Nel doubts whether a deduction would be made available on cryptocurrencies.

 
“It is like any other investment that you make.  The value of investing into an asset is seldom deductible for tax unless it has some form of productive capacity.  For traders, a deduction may be available where the instrument is treated as trading stock and therefore the profits and losses realized on the buying and selling may be deductible for tax,” explained the tax guru.
But despite the positive hype around virtual currencies, critics are convinced that it is a money laundering scheme while others label it as anonymous trading. Nel has concerns around illicit flows of money and the difficulty in tracing the funds from a tax perspective.
“It is more difficult to manipulate the value of the currency.   Bitcoin has been labelled “ the first decentralized electronic currency not controlled by a single organization or government”. Recently De Beers launched their own blockchain and this will enable them to keep track of movements of the diamonds they buy and sell.

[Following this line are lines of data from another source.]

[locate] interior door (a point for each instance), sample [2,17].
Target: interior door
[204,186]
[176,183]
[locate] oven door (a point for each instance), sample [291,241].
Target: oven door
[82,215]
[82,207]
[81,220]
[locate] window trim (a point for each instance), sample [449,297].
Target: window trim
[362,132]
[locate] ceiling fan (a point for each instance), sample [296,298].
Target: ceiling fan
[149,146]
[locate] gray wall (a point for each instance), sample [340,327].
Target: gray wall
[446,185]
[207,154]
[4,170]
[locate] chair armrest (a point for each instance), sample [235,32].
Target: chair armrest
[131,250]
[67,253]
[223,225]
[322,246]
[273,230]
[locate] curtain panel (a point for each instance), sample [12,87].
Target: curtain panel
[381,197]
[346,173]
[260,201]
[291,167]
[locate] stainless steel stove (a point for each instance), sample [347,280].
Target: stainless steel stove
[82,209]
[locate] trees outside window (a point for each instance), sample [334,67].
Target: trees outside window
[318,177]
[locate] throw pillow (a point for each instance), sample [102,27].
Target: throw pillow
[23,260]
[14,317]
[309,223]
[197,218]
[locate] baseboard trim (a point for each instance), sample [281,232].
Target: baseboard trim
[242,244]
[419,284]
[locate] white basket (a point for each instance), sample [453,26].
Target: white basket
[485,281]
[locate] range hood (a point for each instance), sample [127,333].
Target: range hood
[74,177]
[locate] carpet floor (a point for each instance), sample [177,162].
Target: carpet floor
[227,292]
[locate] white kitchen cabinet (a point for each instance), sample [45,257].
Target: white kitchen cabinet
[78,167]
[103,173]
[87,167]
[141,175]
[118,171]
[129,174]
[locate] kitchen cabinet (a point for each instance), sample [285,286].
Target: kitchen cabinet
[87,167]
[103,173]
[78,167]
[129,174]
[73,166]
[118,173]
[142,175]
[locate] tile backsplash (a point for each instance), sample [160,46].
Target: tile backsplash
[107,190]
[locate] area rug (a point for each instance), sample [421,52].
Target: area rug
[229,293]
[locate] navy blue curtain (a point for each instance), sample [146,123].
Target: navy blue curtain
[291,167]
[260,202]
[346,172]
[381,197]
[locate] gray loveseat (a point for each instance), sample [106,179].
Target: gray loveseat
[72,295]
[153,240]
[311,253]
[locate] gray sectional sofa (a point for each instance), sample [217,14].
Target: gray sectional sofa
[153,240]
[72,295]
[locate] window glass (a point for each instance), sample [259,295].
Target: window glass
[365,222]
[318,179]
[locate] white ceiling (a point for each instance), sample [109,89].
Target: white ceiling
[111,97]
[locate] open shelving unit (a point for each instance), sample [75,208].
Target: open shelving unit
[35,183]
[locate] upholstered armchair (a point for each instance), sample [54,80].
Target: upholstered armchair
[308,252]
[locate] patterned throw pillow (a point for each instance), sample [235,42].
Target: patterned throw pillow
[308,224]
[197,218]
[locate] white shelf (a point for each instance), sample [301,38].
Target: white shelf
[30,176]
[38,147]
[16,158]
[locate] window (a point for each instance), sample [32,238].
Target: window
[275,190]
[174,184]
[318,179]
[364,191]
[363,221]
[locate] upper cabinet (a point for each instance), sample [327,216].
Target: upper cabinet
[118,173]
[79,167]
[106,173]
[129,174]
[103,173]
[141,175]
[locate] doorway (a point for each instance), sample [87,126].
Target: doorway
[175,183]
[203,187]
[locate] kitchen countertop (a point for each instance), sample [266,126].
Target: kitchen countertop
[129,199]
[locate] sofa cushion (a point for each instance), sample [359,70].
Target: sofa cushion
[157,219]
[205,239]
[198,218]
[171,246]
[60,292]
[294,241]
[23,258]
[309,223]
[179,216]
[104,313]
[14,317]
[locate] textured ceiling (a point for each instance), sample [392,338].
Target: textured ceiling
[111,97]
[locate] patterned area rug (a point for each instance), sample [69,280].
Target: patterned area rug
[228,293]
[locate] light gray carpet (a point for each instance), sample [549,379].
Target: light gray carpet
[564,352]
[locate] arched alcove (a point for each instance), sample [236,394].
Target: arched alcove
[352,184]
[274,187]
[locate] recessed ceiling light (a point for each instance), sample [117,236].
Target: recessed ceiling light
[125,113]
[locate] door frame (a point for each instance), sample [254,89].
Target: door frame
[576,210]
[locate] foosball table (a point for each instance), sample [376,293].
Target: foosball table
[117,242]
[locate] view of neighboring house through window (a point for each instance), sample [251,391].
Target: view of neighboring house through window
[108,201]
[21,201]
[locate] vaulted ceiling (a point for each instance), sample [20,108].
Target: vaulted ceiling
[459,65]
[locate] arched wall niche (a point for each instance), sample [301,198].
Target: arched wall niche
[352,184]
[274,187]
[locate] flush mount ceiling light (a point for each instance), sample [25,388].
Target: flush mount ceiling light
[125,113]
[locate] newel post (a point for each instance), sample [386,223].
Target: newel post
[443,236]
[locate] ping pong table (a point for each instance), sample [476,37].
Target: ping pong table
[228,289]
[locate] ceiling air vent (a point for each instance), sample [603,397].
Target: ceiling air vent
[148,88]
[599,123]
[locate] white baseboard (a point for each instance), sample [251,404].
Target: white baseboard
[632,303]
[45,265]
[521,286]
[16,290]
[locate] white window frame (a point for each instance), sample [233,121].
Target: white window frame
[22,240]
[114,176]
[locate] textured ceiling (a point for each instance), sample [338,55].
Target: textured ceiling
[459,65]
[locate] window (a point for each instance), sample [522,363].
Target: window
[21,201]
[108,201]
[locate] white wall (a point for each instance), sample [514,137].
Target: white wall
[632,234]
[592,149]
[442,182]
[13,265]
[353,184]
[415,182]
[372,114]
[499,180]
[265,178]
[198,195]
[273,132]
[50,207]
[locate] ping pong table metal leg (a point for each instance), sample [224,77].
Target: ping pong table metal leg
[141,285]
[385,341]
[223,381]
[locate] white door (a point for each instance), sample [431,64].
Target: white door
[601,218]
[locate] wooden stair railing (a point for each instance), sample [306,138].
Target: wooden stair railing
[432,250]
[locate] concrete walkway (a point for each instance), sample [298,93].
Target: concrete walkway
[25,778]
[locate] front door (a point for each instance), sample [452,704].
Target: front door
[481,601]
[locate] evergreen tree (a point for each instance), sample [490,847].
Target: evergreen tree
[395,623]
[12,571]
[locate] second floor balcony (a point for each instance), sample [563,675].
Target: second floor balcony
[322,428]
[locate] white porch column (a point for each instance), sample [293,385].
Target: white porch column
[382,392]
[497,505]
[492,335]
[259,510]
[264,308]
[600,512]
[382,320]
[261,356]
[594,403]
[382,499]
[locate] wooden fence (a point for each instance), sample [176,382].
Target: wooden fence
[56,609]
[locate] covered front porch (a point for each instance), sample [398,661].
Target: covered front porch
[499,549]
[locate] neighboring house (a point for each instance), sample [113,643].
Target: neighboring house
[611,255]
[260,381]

The same was also done with Kodak to give photographers a new revenue stream and a secure platform for protecting their work,” he said.
He concluded: “I am sure that there will be many more to follow.  It is difficult to predict the future though as we have seen with the recent decrease in the value of Bitcoins that slumped since December.”

 

Tax provisions
Another tax expert, Gerda Brand from Deloitte, said there are a number of current tax provisions that could already apply in some instances.
“For example where Bitcoin is used for the payment of goods or services, this could be seen a barter transaction for VAT purpose. Where one deals with the spend or investment in cryptocurrencies, there are a number of principle questions that need to be dealt with before tax implications could be considered e.g. are cryptocurrencies an asset or currency etc,” she explained.
She added: “If it is property, the further question is whether the spending was done with an investment objective or a profit-making objective – the tax implications could flow from here. The gain or loss on a profit-making asset would generally be taxable / deductible. A gain or loss with an investment objective is generally capital in nature and not taxable/ deductible. However, clear guidance from the Revenue Authorities would result in certainty and to some extent avoid different interpretations and applications of the laws.”
While SARS is treating crypto-currencies under Capital Gains Tax , Brand said a Capital Gains Tax legislation could address the question in Namibia as well, but it may be difficult to enforce.

 
She said, like any form of payment, cryptocurrencies could be used in money laundering schemes.
“Therefore, I would not necessarily label it as such a scheme in itself.  The reality is that cryptocurrencies could be a very convenient way in receiving or making payment for goods and services.  However, I do believe that some regulations are required to protect investors and users and to ensure a fair tax treatment (both for the user and government),” she said.